Protecting T-cells with chemokine receptor drugs or gene therapy could prevent HIV from taking hold. However, it won't get rid of viruses that are already inside cells--the requirement for a cure. So some researchers are devising ambitious schemes to kill infected cells. Their approach: design a friendly virus coated with both CD4 and chemokine receptors. The virus can use the same entry system as HIV to get into the infected cell and then kill it. Researchers such as Michael J. Endres of the University of Pennsylvania have already reported progress in making such a killer virus.
END RUN. Of course, there's no guarantee these strategies will work. With chemokine receptor-blocking drugs, the approach that is the furthest along, "the main concern is that if you block one receptor, you may drive the virus to using another one," warns AIDS researcher John P. Moore at Aaron Diamond. Before treating patients with such a drug, "you have to make damn sure you've got inhibitors for the other receptors," he says. While there's no reason such additional inhibitors can't be made, no one knows the side effects of blocking chemokine receptors, which may be very biologically important.

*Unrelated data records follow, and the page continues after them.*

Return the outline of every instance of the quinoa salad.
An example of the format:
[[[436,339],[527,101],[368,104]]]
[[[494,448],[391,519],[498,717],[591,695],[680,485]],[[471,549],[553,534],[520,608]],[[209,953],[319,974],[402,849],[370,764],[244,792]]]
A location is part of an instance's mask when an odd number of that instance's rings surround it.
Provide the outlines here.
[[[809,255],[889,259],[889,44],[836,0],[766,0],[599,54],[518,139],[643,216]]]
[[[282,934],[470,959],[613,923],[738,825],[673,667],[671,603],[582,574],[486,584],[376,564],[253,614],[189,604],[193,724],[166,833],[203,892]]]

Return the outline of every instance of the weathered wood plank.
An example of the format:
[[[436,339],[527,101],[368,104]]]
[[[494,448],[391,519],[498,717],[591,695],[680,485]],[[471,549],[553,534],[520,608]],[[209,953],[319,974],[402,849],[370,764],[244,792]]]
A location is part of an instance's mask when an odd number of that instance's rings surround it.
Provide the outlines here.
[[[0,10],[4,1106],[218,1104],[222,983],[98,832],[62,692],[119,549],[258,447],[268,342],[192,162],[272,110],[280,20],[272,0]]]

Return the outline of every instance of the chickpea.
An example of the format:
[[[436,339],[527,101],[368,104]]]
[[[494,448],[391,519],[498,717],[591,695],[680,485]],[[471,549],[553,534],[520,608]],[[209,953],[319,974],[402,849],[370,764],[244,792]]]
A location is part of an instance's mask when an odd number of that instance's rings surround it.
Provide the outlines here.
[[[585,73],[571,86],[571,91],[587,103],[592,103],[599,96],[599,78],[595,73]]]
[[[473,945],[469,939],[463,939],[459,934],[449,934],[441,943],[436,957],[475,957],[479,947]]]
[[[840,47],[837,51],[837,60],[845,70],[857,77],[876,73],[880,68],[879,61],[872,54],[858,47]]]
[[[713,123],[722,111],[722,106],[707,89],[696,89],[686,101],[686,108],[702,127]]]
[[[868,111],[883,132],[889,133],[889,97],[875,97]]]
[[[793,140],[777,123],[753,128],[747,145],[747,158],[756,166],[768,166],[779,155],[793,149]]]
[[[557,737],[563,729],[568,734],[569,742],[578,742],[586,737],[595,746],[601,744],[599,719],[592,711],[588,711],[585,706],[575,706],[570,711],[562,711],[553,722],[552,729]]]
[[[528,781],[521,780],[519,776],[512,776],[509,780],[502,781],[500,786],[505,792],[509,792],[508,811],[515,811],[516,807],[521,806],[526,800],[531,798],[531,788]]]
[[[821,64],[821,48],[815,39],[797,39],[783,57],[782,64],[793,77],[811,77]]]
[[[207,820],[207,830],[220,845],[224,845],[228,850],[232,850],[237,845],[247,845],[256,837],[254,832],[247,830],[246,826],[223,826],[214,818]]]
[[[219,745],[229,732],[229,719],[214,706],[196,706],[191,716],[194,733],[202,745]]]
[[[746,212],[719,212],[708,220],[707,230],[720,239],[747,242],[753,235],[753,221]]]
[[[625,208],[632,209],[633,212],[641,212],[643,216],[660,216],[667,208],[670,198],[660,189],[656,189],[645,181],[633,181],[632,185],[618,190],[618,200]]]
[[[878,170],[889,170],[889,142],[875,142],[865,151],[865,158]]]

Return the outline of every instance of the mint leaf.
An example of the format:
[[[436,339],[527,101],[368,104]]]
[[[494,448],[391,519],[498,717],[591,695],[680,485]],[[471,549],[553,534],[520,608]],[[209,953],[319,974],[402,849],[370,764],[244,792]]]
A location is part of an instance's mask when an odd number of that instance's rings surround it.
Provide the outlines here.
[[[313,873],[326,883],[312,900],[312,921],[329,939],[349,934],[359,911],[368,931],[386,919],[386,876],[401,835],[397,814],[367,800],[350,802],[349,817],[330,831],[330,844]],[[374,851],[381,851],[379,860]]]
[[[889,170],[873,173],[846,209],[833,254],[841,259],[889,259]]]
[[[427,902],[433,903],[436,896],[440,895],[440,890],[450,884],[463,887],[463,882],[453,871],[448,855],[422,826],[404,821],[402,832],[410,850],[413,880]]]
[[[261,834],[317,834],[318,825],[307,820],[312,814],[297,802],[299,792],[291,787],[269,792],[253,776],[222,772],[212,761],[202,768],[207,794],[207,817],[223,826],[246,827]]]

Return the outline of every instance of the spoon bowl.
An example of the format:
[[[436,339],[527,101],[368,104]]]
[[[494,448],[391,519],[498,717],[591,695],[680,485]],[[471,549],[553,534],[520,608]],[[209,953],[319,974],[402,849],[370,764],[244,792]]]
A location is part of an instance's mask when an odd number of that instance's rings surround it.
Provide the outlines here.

Still, the chemokine strategy offers a major advantage over drugs such as protease inhibitors that attack the virus directly. "The virus can mutate to step around drugs," explains Robert W. Doms of the University of Pennsylvania. "But when you go after a normal cellular protein that the virus needs, it may not be able to mutate as much." That has scientists hoping that treatments based on chemokines will keep HIV under control for decades. Patients such as Sharp can only pray that they are right.